The coinage of the dominant economy was always the international medium of exchange. Ancient Egypt never issued coins. They imitated Athenian Owls in order to participate in international trade. The Athenian Owls were like the dollar today – the effective reserve currency.
The US had two silver dollars of different weights, which facilitated trade with China, as China had a different silver standard than the West.
Roman coins have been discovered even in Japan. Trade with India for spices was extensive in the ancient world. Here is an imitation of a Roman gold aureus issued in India, and note that the weight was even heavier than the official Roman standard.
The notion that simply because coins were made of gold or silver meant they were a store of wealth is laughable when you understand monetary history. The Bronze Age was based on the intrinsic value of bronze for its utility value, where it could be fashioned into a sword or a plow. The first ingots of the Minoans were shaped as sheppskil, for they were relaying that they too were at first representative of the previous medium of exchange. When precious metal became a medium of exchange, silver was more valuable than gold (I will do a report on that).
When the Persians captured Valerian I (253-260AD) and Rome could not rescue him, the confidence in the Empire began to collapse. Banks were even suddenly skeptical about accepting Roman coins. Would they still be worth anything, considering they were valued above their actual metal content?
A document from Egypt has survived illustrating the financial crisis that was unleashed.

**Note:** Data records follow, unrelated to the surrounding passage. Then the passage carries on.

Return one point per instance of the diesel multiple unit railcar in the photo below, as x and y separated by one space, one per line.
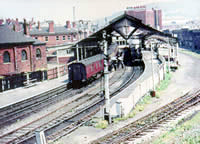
80 72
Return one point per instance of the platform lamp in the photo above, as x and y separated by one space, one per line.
106 79
153 93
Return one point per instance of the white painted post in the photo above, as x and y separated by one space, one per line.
58 66
27 78
106 77
40 137
177 53
169 55
43 76
152 67
77 53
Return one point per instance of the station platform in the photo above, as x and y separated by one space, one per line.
15 95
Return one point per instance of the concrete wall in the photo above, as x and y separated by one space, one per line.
135 91
52 39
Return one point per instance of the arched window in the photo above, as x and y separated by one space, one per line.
38 53
24 55
6 57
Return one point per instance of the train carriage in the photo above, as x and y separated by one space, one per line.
81 72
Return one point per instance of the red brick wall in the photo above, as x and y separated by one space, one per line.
6 67
160 18
52 39
23 65
17 65
39 63
150 20
63 60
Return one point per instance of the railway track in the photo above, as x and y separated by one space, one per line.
26 132
23 109
152 120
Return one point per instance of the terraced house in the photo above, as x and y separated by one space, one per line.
21 58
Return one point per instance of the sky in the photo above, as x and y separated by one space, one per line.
62 10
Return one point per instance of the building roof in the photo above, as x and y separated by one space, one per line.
8 36
57 30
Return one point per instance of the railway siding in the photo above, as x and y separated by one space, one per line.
128 98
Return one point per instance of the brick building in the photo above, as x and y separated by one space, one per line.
152 17
189 39
54 35
19 54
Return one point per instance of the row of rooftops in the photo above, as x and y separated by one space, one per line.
9 36
52 29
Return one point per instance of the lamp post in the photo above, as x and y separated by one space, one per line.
153 91
106 77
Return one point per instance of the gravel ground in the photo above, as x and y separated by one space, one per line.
183 80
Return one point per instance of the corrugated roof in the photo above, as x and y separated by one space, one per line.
57 30
8 36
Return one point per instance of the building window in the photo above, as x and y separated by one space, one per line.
46 38
69 38
24 55
38 53
57 37
68 51
6 57
64 38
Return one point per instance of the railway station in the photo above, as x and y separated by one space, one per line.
113 70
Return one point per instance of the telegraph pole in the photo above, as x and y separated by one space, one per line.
106 77
152 67
169 55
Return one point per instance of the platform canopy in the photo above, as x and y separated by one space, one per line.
126 26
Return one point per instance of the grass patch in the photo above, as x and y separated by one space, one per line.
147 99
163 84
102 124
186 133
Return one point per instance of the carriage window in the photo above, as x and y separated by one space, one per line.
24 55
6 57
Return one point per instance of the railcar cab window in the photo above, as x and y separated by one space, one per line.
38 53
46 38
63 38
6 57
57 37
24 55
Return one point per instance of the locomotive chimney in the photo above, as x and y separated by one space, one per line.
26 30
68 24
51 26
39 28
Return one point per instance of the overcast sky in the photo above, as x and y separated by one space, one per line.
62 10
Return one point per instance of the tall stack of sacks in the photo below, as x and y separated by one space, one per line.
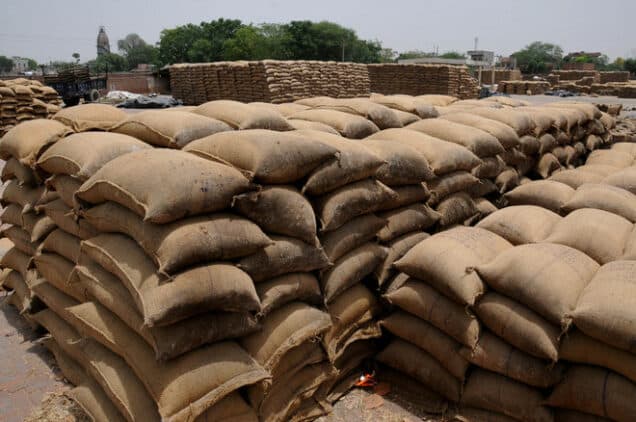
284 271
432 318
166 295
22 198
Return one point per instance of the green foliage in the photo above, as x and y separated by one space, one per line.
539 57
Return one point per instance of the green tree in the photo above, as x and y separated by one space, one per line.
539 57
6 64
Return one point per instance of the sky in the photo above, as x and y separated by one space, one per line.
53 30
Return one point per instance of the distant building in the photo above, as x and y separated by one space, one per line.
103 45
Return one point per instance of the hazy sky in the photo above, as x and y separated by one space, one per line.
54 29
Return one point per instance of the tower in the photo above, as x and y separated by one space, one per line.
103 45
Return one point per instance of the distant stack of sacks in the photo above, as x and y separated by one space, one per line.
23 99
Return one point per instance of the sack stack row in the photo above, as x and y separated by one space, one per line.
267 81
419 79
24 99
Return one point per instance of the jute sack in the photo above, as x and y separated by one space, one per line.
350 235
579 348
603 197
171 130
481 143
416 363
28 140
624 179
85 117
521 224
348 125
543 193
342 205
443 157
354 162
519 326
351 269
407 219
442 261
596 391
209 372
283 329
279 210
185 242
13 169
506 136
278 291
243 116
396 250
82 154
494 354
605 309
264 155
167 341
546 277
576 177
599 234
428 338
65 186
425 302
162 301
494 392
182 185
285 255
403 165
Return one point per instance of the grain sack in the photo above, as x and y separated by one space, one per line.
85 117
576 177
171 130
185 242
579 348
278 291
428 338
494 354
543 193
596 391
624 179
348 202
490 391
521 224
354 162
396 250
28 140
348 125
605 309
403 165
481 143
209 372
407 219
82 154
599 234
519 326
603 197
506 136
416 363
279 210
265 156
284 255
443 157
351 269
243 116
425 302
183 185
442 260
162 301
350 235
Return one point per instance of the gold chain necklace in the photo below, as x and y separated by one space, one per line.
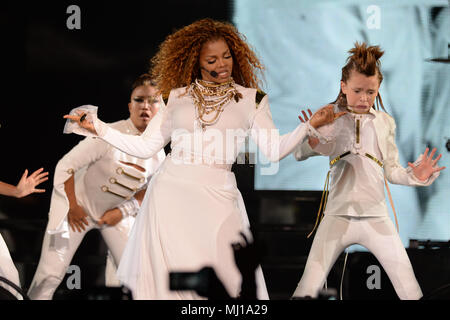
210 99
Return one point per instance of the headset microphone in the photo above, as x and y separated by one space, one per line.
212 73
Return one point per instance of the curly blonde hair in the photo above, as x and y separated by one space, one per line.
176 64
366 60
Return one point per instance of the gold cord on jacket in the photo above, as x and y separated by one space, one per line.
323 200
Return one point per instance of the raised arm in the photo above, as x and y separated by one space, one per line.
26 185
154 138
275 146
422 173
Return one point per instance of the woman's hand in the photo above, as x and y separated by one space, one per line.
28 185
111 217
77 218
313 141
80 118
324 115
427 166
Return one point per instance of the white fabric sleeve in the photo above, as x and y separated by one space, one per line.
273 145
304 151
394 172
85 152
155 137
129 207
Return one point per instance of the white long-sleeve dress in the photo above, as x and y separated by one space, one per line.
192 211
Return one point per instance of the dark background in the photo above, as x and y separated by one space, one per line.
48 69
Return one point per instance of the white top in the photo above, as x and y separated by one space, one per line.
219 143
104 177
357 181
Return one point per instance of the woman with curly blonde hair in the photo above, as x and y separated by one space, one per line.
193 212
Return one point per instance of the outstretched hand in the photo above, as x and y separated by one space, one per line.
28 184
111 217
81 119
427 166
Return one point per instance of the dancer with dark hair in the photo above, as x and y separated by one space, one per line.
193 211
99 187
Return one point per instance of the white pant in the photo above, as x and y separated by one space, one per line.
7 268
57 253
377 234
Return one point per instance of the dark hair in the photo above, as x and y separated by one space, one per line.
365 60
143 80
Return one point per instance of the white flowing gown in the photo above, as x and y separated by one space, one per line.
192 211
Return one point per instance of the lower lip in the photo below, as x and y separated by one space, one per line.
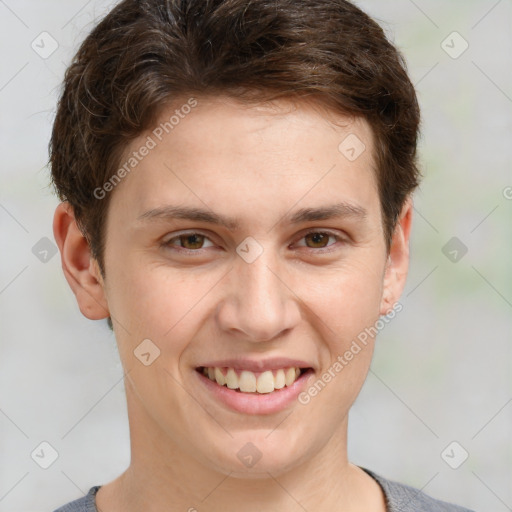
256 403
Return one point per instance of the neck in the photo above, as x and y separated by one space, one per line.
164 476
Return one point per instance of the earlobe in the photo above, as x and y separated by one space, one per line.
397 265
80 268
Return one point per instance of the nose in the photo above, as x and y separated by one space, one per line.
258 304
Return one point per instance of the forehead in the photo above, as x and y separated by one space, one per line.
224 154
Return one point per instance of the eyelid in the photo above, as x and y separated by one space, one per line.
166 240
337 236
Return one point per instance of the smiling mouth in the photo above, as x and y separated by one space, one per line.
245 381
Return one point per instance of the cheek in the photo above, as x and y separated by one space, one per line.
345 299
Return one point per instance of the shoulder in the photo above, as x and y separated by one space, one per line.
85 504
403 498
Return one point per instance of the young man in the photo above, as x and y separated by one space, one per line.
236 180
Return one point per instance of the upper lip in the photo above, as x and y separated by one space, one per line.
257 365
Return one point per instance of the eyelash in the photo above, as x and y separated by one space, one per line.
322 250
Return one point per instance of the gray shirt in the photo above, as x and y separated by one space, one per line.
399 498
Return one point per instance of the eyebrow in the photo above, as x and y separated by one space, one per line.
334 211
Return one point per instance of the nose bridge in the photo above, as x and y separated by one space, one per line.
259 304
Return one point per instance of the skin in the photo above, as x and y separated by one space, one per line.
256 164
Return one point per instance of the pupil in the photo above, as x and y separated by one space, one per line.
192 241
318 238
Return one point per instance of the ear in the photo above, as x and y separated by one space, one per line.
397 265
80 268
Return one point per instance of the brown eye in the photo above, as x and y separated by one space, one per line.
317 240
192 241
188 241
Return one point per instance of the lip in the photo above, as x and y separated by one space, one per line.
255 403
257 366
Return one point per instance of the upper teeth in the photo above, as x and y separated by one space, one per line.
249 382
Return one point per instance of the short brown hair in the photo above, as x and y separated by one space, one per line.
145 53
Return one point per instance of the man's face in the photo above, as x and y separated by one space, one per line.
291 279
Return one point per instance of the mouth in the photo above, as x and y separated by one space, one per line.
246 381
263 391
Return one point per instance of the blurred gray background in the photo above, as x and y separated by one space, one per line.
440 389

It is from Aurelius Ptolemaeus who is the strategus of the Oxyrhynchitenome. The public officials gathered and accused the bankers of closing their doors on account of their unwillingness to accept the divine coins of the Emperors. It became necessary that an order had to be issued to all the owners of the banks directing them to open and accept and exchange all coins except the absolutely spurious and counterfeit. It was also directed that all who engaged in business transactions who refused to comply would be penalized. (POxy 1411 260AD, cited by Burnett 1987: p104)
In China, money was cowrie shells. In Africa, money was cattle, which was even the case at first in other parts of the West. The first emergence of silver was typically in the form of wire, and even the Bible discusses weighing silver to pay for a transaction.